Although not specifically explored in the current study, a delivery method of this material must also be considered to create a tissue engineering scaffold with that contains both the benefits of cartilage matrix materials with enhanced mechanical performance. The development of an acellular, non-biologically modified biomaterial that has the ability to induce chondrogenesis is of particular importance to the tissue engineering field because of it may have the ability to replace current surgical techniques with more positive outcomes. The ECM material approach is also highly attractive from both a regulatory and commercialization standpoint because of the cost of materials and no added biologic factors.

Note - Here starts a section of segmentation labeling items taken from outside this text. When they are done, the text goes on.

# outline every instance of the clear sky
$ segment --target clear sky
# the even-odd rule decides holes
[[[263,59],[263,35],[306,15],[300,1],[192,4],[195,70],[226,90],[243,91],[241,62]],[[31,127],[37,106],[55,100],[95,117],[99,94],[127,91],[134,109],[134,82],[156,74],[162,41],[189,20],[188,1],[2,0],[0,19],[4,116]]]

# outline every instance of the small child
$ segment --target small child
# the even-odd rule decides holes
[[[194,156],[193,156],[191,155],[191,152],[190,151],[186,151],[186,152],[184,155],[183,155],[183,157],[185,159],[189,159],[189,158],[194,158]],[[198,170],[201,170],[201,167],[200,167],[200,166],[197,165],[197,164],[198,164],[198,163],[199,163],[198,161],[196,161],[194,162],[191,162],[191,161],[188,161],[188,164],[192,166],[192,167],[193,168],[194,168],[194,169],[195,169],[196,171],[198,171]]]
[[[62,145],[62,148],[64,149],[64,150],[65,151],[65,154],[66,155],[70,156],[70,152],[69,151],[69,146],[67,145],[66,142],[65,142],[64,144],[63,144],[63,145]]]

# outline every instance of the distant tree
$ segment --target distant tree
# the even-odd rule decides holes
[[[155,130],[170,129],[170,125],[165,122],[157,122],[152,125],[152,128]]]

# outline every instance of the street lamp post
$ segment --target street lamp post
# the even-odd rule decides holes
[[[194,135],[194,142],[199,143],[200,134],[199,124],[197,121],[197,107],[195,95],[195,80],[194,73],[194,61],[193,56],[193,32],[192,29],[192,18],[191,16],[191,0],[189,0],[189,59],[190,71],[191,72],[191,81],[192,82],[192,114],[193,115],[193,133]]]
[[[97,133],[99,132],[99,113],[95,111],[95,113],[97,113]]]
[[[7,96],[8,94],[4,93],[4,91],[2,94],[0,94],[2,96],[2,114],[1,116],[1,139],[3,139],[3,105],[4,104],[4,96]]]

This is the first study to fully characterize both DCC and DVC through the respective decellularization and devitalization processes. Addtionally, this is the first study to directly compare the bioactivity of non-crosslinked DCC, DVC, and TGF-β in vitro. DCC was found to have superior effects compared to both DVC and TGF-β at inducing chondrogensis and supporting cell proliferation. Athough there is still much to explore regarding the chondroinductive potential of DCC, the ability to influence cell differentiation without additional biological manipulation makes DCC a promising biomaterial for use in future cartilage tissue engineering applications.